A estátua do marido mede 2,06 metros de altura, e a da mulher, 1,75 metro.
"A análise visual da peça mostra que ele é um cidadão romano, que se distingue por usar uma toga sobre o ombro esquerdo". A estátua masculina tem a mão apoiada contra a coxa, e segura o peito com a mão direita. Para os pesquisadores, é "o arranjo peculiar das dobras frontais que dá à toga romana seu caráter único".
A toga, uma vestimenta romana típica, identifica o homem representado como alguém de alta classe. Já sua esposa está coberta por uma túnica no modelo iconográfico das esculturas Pudicitia, típicas do estilo helenístico do final do período republicano de Roma, que retratam mulheres com "modéstia e recato", adornadas por vestes fluidas e túnicas ou véus, de acordo com o ideal romano da Afrodite Púdica seguido pelas matronas da elite.

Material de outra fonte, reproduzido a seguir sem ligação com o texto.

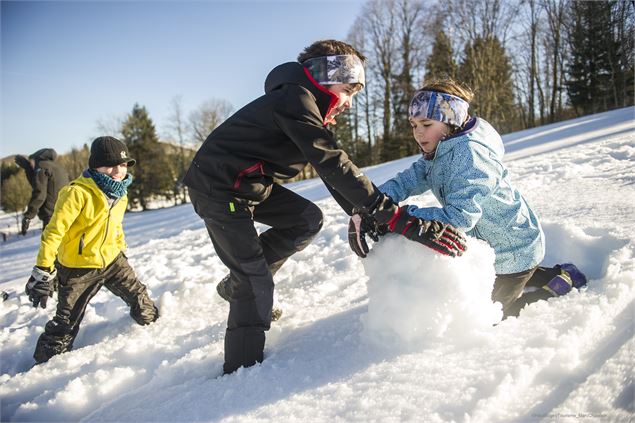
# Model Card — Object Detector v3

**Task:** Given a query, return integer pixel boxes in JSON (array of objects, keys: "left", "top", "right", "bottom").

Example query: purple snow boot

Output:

"A túnica cai abaixo do manto, com pregas verticais, até cobrir os sapatos fechados onde apenas o dedo do pé é visível", descrevem os pesquisadores.
Além disso, ela carrega muitos ornamentos, como as pulseiras e anéis da mão direita, que carrega junto ao ombro, e um anel no dedo anelar a indicar seu status de casamento. Também tem brincos e usa pingentes de ânfora no colar, bem como uma 'lúnula', o símbolo da lua crescente, amuleto conhecido por "afastar as forças do mal, usado pelas mulheres desde o nascimento até o casamento".

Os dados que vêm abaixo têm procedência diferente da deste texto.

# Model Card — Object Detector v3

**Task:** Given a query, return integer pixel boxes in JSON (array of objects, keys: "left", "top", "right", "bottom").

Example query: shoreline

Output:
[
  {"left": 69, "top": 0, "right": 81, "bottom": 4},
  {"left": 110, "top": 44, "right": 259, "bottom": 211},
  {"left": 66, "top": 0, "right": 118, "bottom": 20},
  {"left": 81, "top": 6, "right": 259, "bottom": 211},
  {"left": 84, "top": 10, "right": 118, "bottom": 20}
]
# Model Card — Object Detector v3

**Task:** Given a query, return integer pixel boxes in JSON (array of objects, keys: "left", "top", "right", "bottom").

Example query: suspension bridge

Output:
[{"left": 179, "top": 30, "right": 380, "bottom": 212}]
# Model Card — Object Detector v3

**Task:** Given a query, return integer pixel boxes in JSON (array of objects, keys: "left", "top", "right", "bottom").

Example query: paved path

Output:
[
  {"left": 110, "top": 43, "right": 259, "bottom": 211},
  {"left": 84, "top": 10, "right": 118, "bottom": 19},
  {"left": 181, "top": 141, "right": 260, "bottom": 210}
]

Por fim, um outro traço a revelar sua origem nobre é o fato de, à frente de seu corpo, na altura do abdômen, a mulher segurar um aspergillum de folhas de louro — um pequeno recipiente romano perfurado com uma alça, que carrega um louro ou um ramo de oliveira, e é usado por sacerdotes e sacerdotisas para a purificação de ambientes e a queima de incensos e ervas aromáticas.
"Já que as mulheres na sociedade romana eram comumente relegadas à esfera doméstica e às tarefas das 'matronas' romanas, ser uma sacerdotisa era a mais alta posição social à qual uma mulher podia aspirar", conclui o estudo. "As sacerdotisas tinham um papel importante na esfera pública".

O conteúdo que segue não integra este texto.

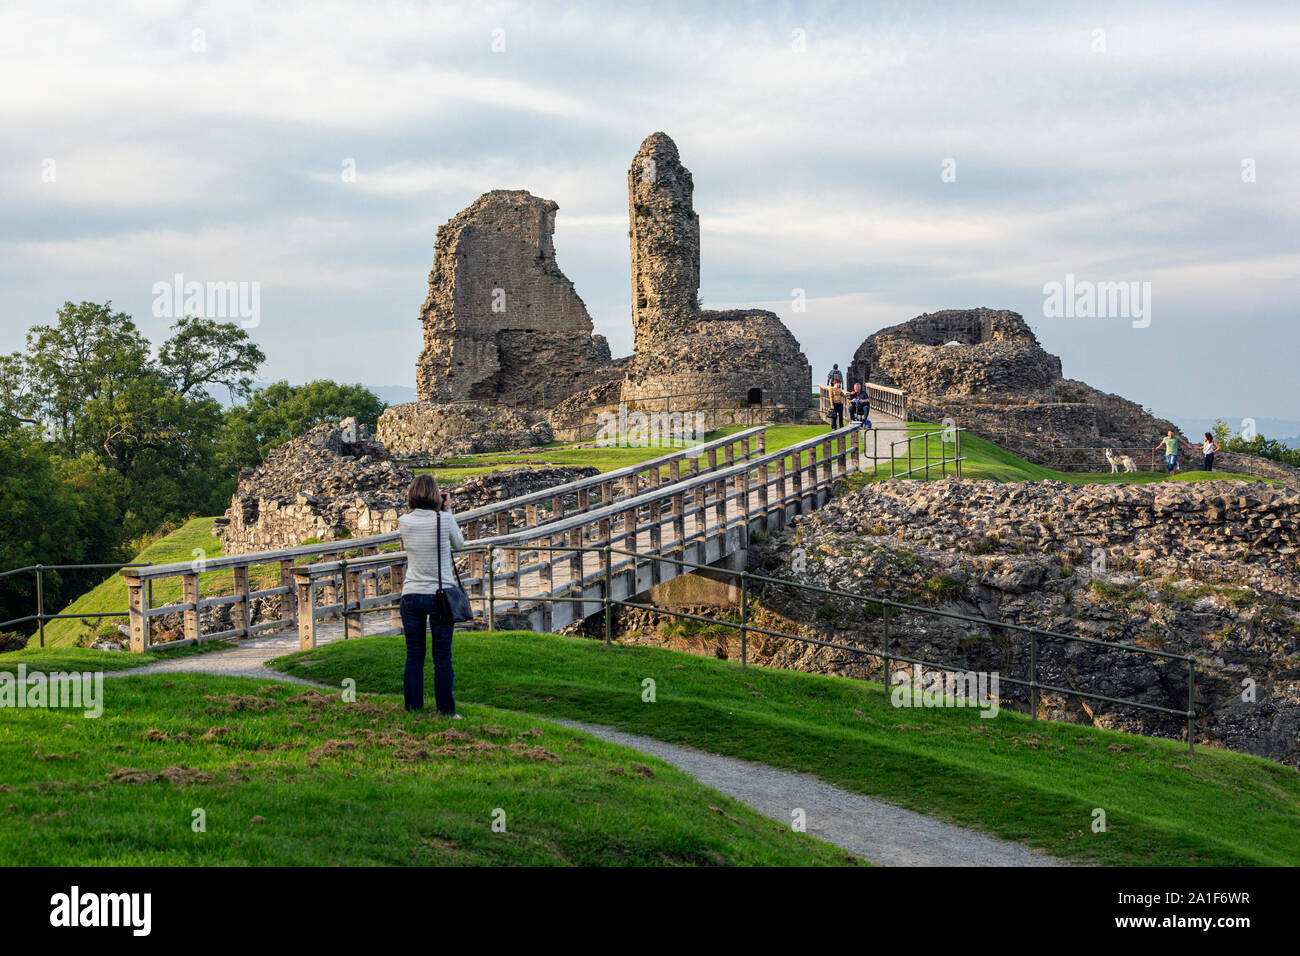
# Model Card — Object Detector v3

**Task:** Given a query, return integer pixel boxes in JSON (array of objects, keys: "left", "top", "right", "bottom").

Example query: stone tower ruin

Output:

A presença do amuleto em formato de lua crescente e do objeto de consagração na mão da estátua feminina indica que talvez pudesse se tratar de uma sacerdotisa da Deusa Ceres, que, na religião romana, carregava uma conexão simbólica com a lua, o crescimento das colheitas e a fertilidade.
"As sacerdotisas de Ceres eram as únicas sacerdotisas públicas da sociedade romana, no sentido de que representavam toda a comunidade e recebiam apoio e fundos públicos tanto dos decuriões [membros da elite municipal no Império Romano, responsáveis pela administração local das cidades] quanto do governo imperial".